The Kurds moved forward to a point just outside the village – and then came the Isis counter-attack. First, a hail of heavy machine-gun fire, then the giant flame of a powerful car bomb, and then, a full four seconds later, the blast.

A bulldozer clears a roadblock during the peshmerga’s advance near Bashiqa. Photograph: Cengiz Yar/The Guardian

Soon, the peshmerga were withdrawing. Cars bearing the dead and dying bounced across the fields, their horns honking frantically. As the wounded were evacuated to ambulances on a nearby main road, a British man in military uniform stood behind a machine gun on a pickup truck, which moved towards the fire.

He would not say where he was from, and insisted that his face should not be photographed. But alongside him were an array of weapons typically carried by Special Forces. The British and Australian SAS are active in northern Iraq, along with US forces, where they have been calling in airstrikes to support both Kurdish and Iraqi advances. Their role at the frontline has not been well documented, however. Peshmerga officers said the New Zealand SAS are also present. The NZ defence minister said it was incorrect to say NZ SAS were calling in airstrikes or involved in other combat operations in Iraq, NZ media reported.

As the Kurdish evacuated their wounded, an elder standing on the earth berm implored others to advance. “You are noble, you have honour – and you are fighting for a cause,” he shouted, as rifle fire crackled in the near distance. The peshmerga huddled tighter into the berm as the old man shouted: “This is a merciless enemy and you have a long history as fighters, as men. Go forward!”

An injured Peshmerga fighter is driven away from the fighting near Bashiqa. Photograph: Cengiz Yar

Beyond the first village, lay the towns of Bashiqa and Bahzani, and others that must be captured before the offensive links up with the Iraqi army, which is advancing from the south and south-east. Iraqi officers said they had surrounded the largest Christian city in Iraq, Hamdaniya, about 30 miles from Mosul.

Hamdaniya is seen as a prize by both Iraqi and Kurdish forces. Its fate is central to whether minorities can safely return to Nineveh and whether a region that was a haven of coexistence can reclaim that status. Iraqi officers said they had seized the town of Bartella on Thursday night, as the battle ground slowly into the fourth day of a campaign that could last for up to two months.

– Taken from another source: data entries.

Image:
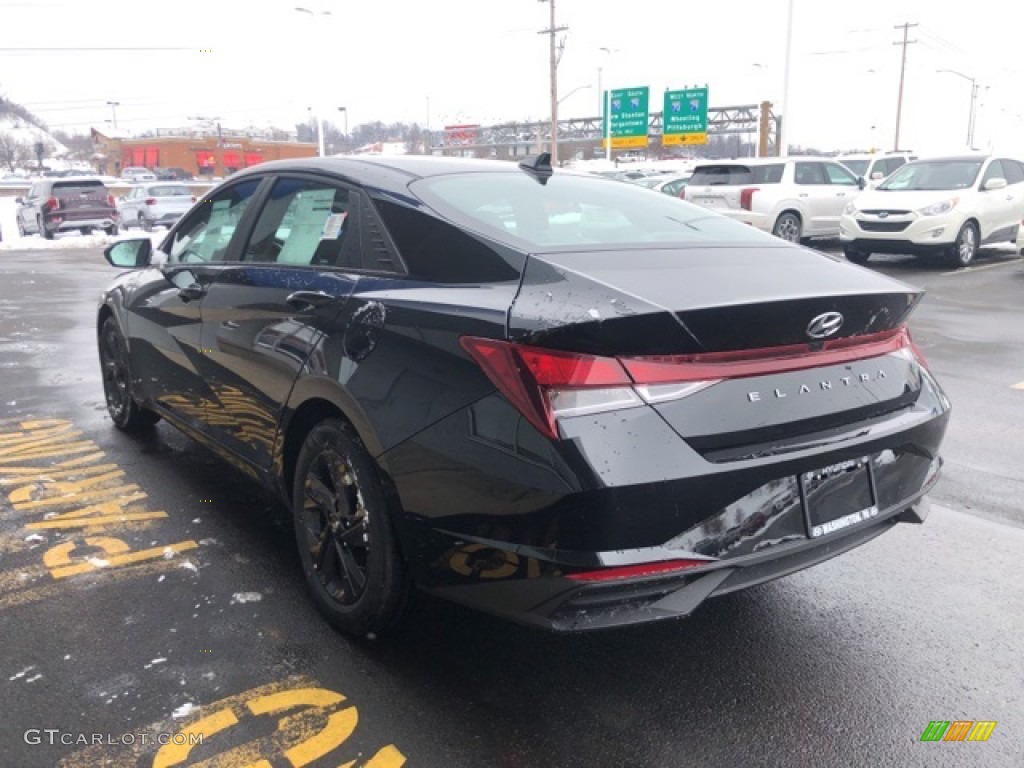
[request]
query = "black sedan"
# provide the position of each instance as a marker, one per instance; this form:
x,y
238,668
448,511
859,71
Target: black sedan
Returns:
x,y
555,397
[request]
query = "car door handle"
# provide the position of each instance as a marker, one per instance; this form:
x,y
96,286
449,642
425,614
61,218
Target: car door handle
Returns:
x,y
189,293
306,299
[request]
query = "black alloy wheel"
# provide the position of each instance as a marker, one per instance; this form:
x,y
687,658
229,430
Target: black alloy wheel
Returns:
x,y
344,535
125,413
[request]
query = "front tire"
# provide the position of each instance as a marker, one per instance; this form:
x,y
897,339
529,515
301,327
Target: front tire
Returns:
x,y
344,532
788,227
965,248
127,415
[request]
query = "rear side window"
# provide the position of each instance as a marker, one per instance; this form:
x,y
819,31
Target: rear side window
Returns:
x,y
307,223
434,250
809,173
169,192
1014,171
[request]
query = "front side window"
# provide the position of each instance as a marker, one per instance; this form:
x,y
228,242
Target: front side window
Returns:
x,y
994,171
206,235
809,173
839,175
307,222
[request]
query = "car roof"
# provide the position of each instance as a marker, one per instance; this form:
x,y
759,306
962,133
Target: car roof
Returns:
x,y
393,172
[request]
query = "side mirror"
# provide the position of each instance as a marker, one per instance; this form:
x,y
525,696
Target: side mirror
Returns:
x,y
129,254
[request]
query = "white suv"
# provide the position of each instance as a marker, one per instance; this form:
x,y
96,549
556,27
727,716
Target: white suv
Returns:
x,y
945,207
792,198
877,166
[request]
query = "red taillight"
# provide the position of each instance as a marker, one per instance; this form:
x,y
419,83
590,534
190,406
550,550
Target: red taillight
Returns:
x,y
542,382
745,363
545,384
634,571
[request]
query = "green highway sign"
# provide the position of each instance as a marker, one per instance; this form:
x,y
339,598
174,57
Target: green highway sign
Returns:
x,y
630,116
684,120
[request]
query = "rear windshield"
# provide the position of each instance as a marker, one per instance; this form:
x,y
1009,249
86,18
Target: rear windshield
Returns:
x,y
715,175
857,166
573,212
82,185
170,192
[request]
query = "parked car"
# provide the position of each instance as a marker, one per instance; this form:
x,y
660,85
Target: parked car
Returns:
x,y
159,203
792,198
670,183
59,205
137,173
877,166
601,407
942,207
172,174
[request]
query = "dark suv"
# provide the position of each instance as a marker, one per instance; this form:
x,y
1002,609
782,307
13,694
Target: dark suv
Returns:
x,y
59,205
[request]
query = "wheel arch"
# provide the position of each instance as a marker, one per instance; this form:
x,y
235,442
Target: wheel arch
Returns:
x,y
312,400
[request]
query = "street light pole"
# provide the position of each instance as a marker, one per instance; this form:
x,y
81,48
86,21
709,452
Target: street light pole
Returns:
x,y
553,67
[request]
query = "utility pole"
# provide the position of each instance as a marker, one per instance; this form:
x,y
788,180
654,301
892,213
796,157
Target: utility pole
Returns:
x,y
556,50
902,73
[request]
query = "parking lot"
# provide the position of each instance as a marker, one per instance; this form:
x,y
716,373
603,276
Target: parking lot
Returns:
x,y
154,610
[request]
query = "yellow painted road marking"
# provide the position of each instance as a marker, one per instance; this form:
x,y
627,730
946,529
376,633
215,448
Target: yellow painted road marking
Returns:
x,y
57,559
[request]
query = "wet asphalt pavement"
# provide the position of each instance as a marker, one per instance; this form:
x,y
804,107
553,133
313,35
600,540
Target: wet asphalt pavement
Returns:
x,y
160,598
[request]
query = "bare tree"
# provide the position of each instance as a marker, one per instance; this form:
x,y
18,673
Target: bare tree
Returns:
x,y
12,152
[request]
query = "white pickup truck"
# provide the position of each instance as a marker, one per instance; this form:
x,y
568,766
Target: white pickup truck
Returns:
x,y
792,198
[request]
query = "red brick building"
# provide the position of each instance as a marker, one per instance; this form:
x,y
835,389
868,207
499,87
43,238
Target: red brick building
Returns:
x,y
200,156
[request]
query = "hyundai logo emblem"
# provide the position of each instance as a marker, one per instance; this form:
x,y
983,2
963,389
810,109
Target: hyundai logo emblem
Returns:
x,y
824,325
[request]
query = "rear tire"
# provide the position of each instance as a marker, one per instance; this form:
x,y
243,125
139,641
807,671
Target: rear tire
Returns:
x,y
344,534
965,248
856,257
126,414
788,227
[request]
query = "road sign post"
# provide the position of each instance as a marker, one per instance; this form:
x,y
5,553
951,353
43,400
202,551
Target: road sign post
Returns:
x,y
629,109
684,120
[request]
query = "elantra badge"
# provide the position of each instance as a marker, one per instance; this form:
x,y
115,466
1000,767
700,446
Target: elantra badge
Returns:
x,y
824,325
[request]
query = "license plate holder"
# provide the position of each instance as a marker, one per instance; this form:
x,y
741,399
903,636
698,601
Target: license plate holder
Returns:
x,y
839,496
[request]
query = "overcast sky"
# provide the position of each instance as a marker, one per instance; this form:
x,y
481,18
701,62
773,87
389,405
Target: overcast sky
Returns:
x,y
451,61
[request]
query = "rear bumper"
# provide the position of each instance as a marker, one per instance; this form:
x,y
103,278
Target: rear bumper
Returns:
x,y
511,530
66,220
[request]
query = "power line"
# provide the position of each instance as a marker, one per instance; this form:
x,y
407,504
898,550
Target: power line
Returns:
x,y
902,74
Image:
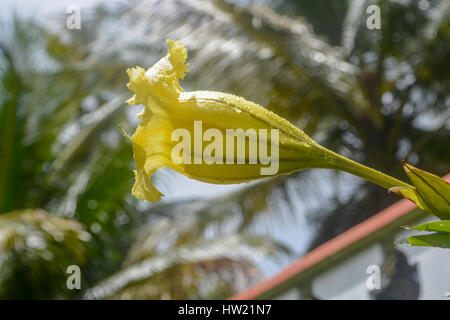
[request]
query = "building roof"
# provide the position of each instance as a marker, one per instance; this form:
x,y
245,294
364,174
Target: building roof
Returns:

The principal element of that campaign is Mosul, Iraq’s second-largest city. The International Rescue Committee said it had spoken to residents inside the besieged city, who had been stockpiling white cloths to wave in surrender when anti-Isis forces eventually enter the city. The IRC also said the old and infirm were struggling to breathe properly in Mosul because of the toxic smoke of oil fires.

Peshmerga leaders have said they will not enter Mosul, leaving that role to the Iraqi army, which is anxious to use the campaign as a nation-building moment, two years after it too fled the area.

“They can have Mosul,” said one peshmerga officer, three miles behind the front. “We don’t want it. All we want is the Kurdish land that Saddam took from us. After that, we can build a real country.”

Additional reporting by Salem Rizk

This article was amended on 21 October 2016 to attribute to peshmerga officers information about the presence of the New Zealand SAS, and to include the NZ defence minister’s response.